Huntington is about the same amount of time from workplaces in southwest Fort Wayne and the General Motors plant and other workplaces in Lafayette Township, Holloway points out. And the small towns have amenities such as restaurants and recreation.

"If we don’t have it here, it’s just a short jaunt down the road," he says, adding that the towns are also within commuting distance for IPFW and other colleges. 

Another asset of New Haven and Bluffton is their schools, the two real estate professionals say. 

"The school system (East Allen County Schools) got some knocks there for a while, but they’re an A school system now," McMichael says. Holloway touts the small size of Bluffton classes as enabling students to get more individualized instruction and more opportunities to participate on sports teams – which, he says, the community enthusiastically supports.

As for the reasons New Haven homes may be priced less, McMichael says they generally were developed at times when land in the area cost less. Development costs also remain a bit lower in the New Haven area, he notes, and some homes may not be built on basements, which add cost.

Bluffton remains largely a farming community, and there is more land potentially available and more easily developed at lower prices than in Allen County, according to Holloway.  

Although local statistics don’t separate four-bedroom, two-bath houses from other properties, the average price of New Haven homes sold through Realtors was about $108,000. That compares with $139,535 in Fort Wayne and $143,073 in Allen County, including Fort Wayne.

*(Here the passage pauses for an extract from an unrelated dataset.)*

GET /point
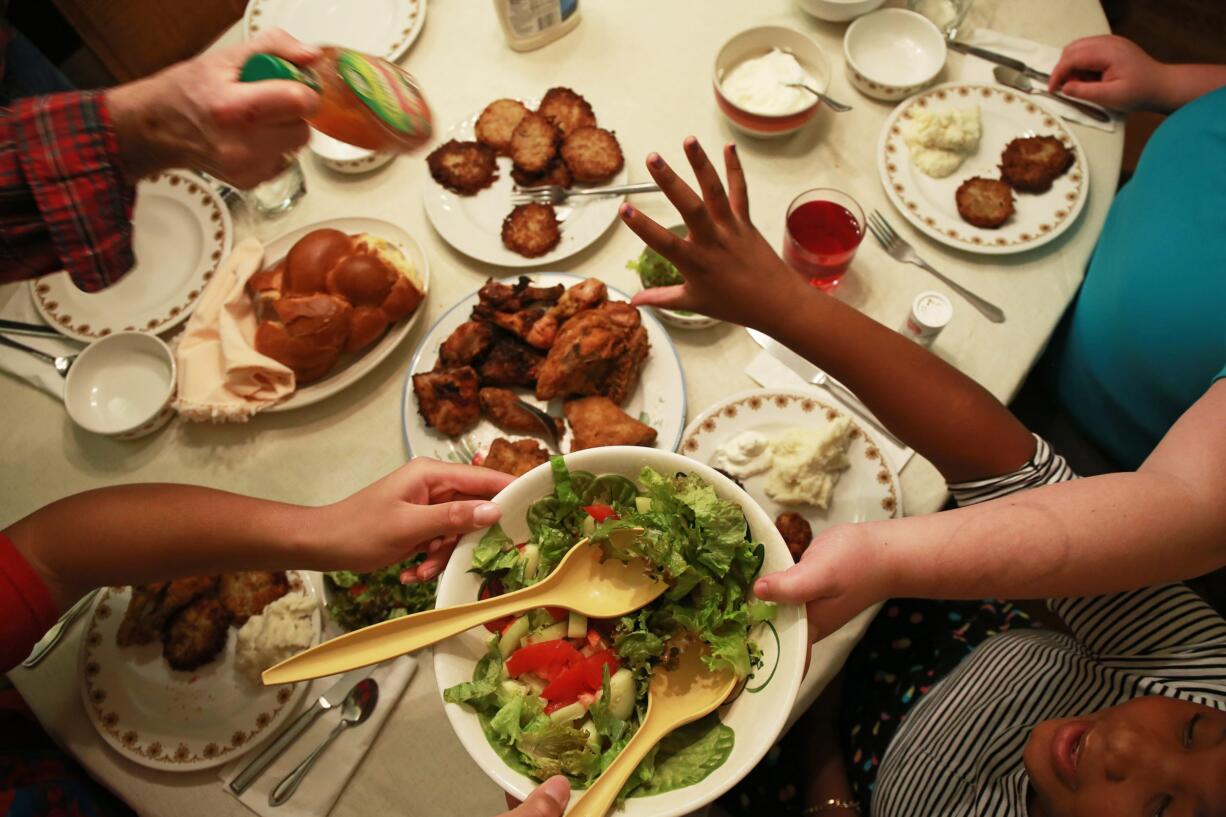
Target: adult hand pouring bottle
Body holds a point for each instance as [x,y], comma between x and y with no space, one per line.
[365,101]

The 2015 average sold price was $106,159 in Huntington County and $113,485 in Wells County, which includes Bluffton.

The numbers were compiled by the multiple listing service of Upstar, the Upstate Alliance of Realtors, which is based in Fort Wayne.

If there’s a downside to the affordability picture, it may be that four-bedroom, two-bath homes in the three municipalities may be somewhat hard to find. 

Last week, Upstar’s multiple listing service had 13 for sale in New Haven, 10 in Bluffton and 23 in Huntington. Homes in the three areas last year stayed on the market about two months. 

But once found, a New Haven, Huntington or Bluffton house can really fill the bill for some buyers.

Nick and Abby Buis found their four-bedroom, three-bath house in New Haven’s Windsor Pointe for about $118,000 about a year and a half ago. 

The traditional two-story house on a cul-de-sac has a two-car attached garage and is only two minutes by car from school for their three daughters, who are 10, 7 and 5.

Abby Buis, a stay-at-home mom, says the home didn’t need repairs when they bought it with the assistance of a Veterans Administration loan.

However, the couple did make some updates, including replacing carpet with laminate flooring in the dining room and installing a permanent flagpole in the front yard so Nick, an Army veteran who served in Iraq, can show his American military pride.

"We’d been renting for 11 years and moving around," Abby says. "We were excited just to get a house, but to find a home – this home, in this neighborhood – is great. I feel safe here at all times of the day.

"We love this house. It’s more than enough room for our family of five. We still have closets we’re not using," she added.

"There’s no reason for us to move. We fit here, and we’ve got room to grow."